Staff and family members and clients complained of lack of PPE for staff, too many temporary workers being allowed to work in numerous homes, lack of employees to feed, hydrate or clean clients, lack of appropriate protocols in place for keeping clients safe. There was even a case in Quebec where clients were found essentially abandoned and dehydrated as staff were not coming to work.
In some cases, facility managers and owners were purported to be withholding PPE, and were found to be giving the medical staff direction on when to use PPE. Nurses associations were forced to get court injunctions ordering managers to respect medical staff authority to determine the appropriate time and place for PPE use.
Families of clients who died have filed several individual lawsuits and class action lawsuits against many of the homes claiming negligence, abuse and other egregious actions which when combined with the pandemic, caused the deaths of their loved ones. Now the same families and lawyers representing them are sounding the alarm about proposed legislation by the province which they contend will make holding homes to account for the abuses more difficult.
The large for-profit companies that own the nursing homes began lobbying almost immediately for changes to legislation that would include them in a category of service that would be exempt from liability around COVID-19 transmission and deaths. The corporations argue in part that if held liable they would have exorbitant insurance rates moving forward.
The legislation introduced this week would provide liability protection against COVID-19 related lawsuits for those who acted in ‘good faith’ and whose actions did not constitute ‘gross negligence’. The government puts forth that the bill is designed to protect frontline workers like grocery store workers and PSWs, to volunteers and sports coaches. The legislation will be retroactive to March 14, 2020.
The Premier asserts the legislation won’t protect ‘bad actors’ however lawyers of families involved in several lawsuits contend the bill will make it more difficult to hold the homes to account for the deaths, and the abuse and neglect and suffering of their loved ones, and to find justice.

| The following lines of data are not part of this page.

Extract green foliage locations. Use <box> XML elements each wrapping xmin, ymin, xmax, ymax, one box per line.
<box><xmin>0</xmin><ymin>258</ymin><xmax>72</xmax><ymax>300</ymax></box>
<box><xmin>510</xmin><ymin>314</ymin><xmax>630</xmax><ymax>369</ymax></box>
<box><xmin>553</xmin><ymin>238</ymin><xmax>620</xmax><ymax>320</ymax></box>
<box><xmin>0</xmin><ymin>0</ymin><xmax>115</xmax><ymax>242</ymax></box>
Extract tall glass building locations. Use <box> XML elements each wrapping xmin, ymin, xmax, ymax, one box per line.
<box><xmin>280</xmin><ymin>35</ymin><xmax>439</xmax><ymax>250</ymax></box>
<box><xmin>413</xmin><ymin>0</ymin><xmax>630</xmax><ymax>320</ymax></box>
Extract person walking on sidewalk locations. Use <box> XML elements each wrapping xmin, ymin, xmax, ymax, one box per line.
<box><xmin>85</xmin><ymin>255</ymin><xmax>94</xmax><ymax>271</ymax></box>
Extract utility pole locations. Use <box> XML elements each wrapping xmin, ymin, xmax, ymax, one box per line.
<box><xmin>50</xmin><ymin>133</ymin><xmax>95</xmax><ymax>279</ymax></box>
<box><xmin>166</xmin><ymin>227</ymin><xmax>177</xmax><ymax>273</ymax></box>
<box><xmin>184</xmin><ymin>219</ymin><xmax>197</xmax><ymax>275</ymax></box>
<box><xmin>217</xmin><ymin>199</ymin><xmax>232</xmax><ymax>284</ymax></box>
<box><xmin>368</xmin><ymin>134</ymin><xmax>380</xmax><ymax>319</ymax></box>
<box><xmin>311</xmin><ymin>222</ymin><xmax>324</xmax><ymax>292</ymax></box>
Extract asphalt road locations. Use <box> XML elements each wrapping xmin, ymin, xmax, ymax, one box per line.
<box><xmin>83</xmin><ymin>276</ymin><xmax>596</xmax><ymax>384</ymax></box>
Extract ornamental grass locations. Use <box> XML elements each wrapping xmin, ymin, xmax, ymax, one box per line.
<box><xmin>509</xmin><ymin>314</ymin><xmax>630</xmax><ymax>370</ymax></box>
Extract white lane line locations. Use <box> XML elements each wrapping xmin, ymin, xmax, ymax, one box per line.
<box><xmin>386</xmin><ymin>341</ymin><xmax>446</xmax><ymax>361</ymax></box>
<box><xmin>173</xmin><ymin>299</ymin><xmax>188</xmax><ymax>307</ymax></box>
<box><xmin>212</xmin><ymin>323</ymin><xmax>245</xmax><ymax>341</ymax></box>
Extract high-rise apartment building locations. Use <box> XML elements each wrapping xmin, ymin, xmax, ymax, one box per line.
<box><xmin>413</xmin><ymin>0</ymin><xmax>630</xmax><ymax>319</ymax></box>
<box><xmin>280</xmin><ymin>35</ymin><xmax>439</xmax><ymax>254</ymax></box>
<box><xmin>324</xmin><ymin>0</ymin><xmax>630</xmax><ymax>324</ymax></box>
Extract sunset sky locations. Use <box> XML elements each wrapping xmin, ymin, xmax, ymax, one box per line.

Lawyers are armed with all kinds of evidence of the neglect, abuse, and chaos that exists in the homes including a military report detailing the condition of the residents and protocols in one of the homes they were sent in to help.
The NDP have called on the government to explicitly remove the group of private for profit nursing homes in the province from any exemptions to liability. They claim that the front line workers will be held to account for the situation created by the corporations employing them.
Critics argue that if the intent of the legislation was to protect frontline workers that could easily have been made explicit in the legislation. By wording things so broadly there are fears that the homes with the most ravaged populations will never be held to account for the deaths and suffering of the clients.